Yes, that would be a clean solution.  I don't think this is achievable
in an efficient way without involving filesystem implementations though.

It would, at least by default, produce a *read-only* snapshot (fully
sealed a la F_SEAL_*), inherit any integrity data that came with the
source (e.g. LSMs could understand it), would not require a writable
directory on the filesystem, and would maybe even come with an extra
seal-like thing that prevents it from being linkat-ed.  (I'm not sure
that linkat would actually be a problem, but I'm also not immediately
sure that LSMs would be as comfortable with it if linkat were
allowed.)  And there could probably be an extremely efficient
implementation that might even reuse the existing deny-write mechanism
to optimize the common case where the file is never written.
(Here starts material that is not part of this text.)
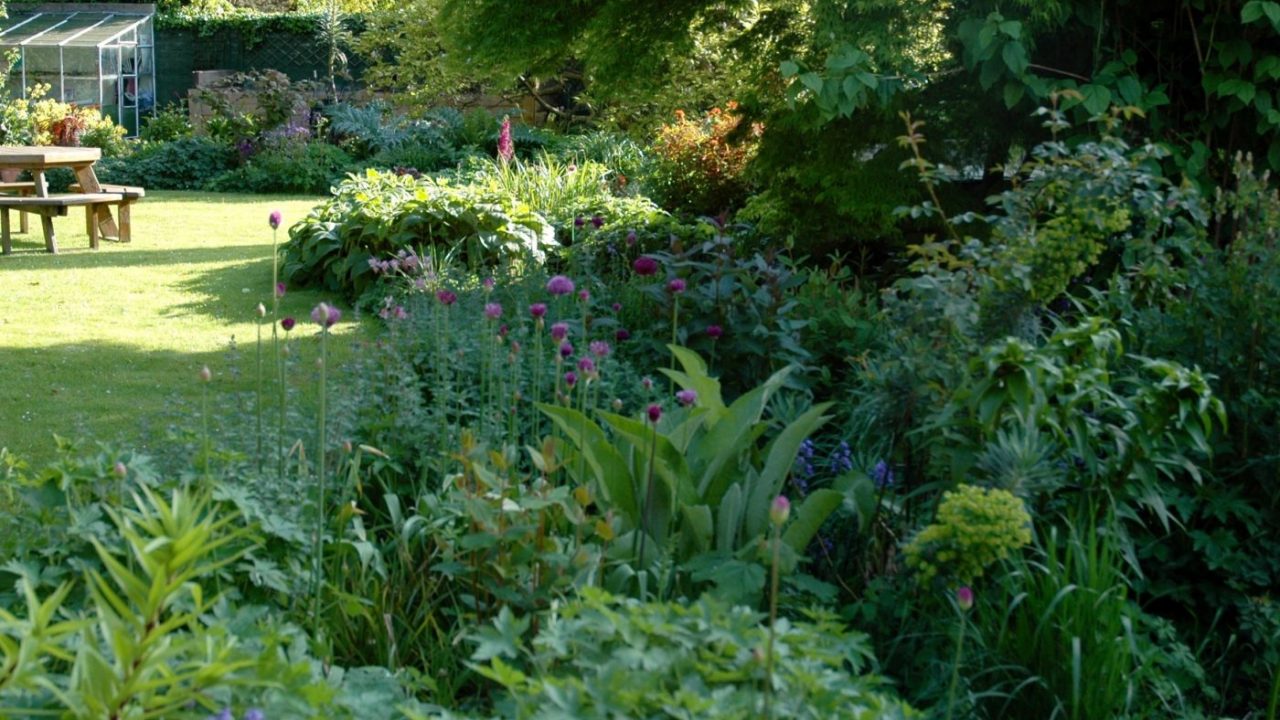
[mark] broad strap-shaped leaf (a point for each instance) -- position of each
(778, 461)
(615, 479)
(668, 463)
(810, 515)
For that matter, the actual common case would be to execute stuff in
/usr or similar, and those files really ought never to be modified.
So there could be a file attribute or something that means "this file
CANNOT be modified, but it can still be unlinked or replaced as
usual", and snapshotting such a file would be a no-op.  Distributions
and container tools could set that attribute.  Overlayfs could also
provide an efficient implementation if the file currently comes from
an immutable source.

Hmm, maybe it's not strictly necessary that it be immutable -- maybe
it's sometimes okay if reads start to fail if the contents change.
Let's call this a "weak snapshot" -- reads of a weak snapshot either
return the original contents or fail.  fsverity would give weak
snapshots for at no additional cost.


It's worth noting that the common case doesn't actually need an fd.
We have mmap(..., MAP_PRIVATE, ...).  What we would actually want for
mmap use cases is mmap(..., MAP_SNAPSHOT, ...), with the semantics
that the kernel promises that future writes to the source would either
not be reflected in the mapping or would cause SIGBUS.  One might
reasonably debate what forced-writes would do (I think forced-writes
should be allowed just like they currently are, since anyone who can
force-write to process memory is already assumed to be permitted to
bypass write-xor-execute).


---

/* Written by Claude Sonnet 4 with a surprisingly small amount of help
from Andy */

#define _GNU_SOURCE
#include <sys/types.h>
#include <sys/stat.h>
#include <fcntl.h>
#include <unistd.h>
#include <sys/ioctl.h>
#include <linux/fs.h>
#include <stdio.h>
#include <stdlib.h>
#include <errno.h>
#include <string.h>

int main(int argc, char *argv[]) {
    if (argc < 4) {
        fprintf(stderr, "Usage: %s <source_file> <temp_dir>
[exec_args...]\n", argv[0]);
        exit(1);
    }

    const char *source_file = argv[1];
    const char *temp_dir = argv[2];

    // Open source file
    int source_fd = open(source_file, O_RDONLY);
    if (source_fd == -1) {
        perror("Failed to open source file");
        exit(1);
    }

    // Create temporary file
    int temp_fd = open(temp_dir, O_TMPFILE | O_RDWR, 0600);
    if (temp_fd == -1) {
        perror("Failed to create temporary file");
        close(source_fd);
        exit(1);
    }

    // Clone the file contents using FICLONE
    if (ioctl(temp_fd, FICLONE, source_fd) == -1) {
        perror("Failed to clone file");
        close(source_fd);
        close(temp_fd);
        exit(1);
    }

    // Close source file
    close(source_fd);

    // Make sure temp file is on fd 3
    if (temp_fd != 3) {
        if (dup2(temp_fd, 3) == -1) {
            perror("Failed to move temp file to fd 3");
            close(temp_fd);
            exit(1);
        }
        close(temp_fd);
    }

    // Execute the remaining arguments
    if (argc >= 3) {
        execvp(argv[3], &argv[3]);
        perror("Failed to execute command");
        exit(1);
    }

    return 0;
}

As you said, this doesn't work if temp_dir is not allowed for execution,
and it doesn't allow the kernel to check/track the content of the
script, which is the purpose of AT_EXECVE_CHECK.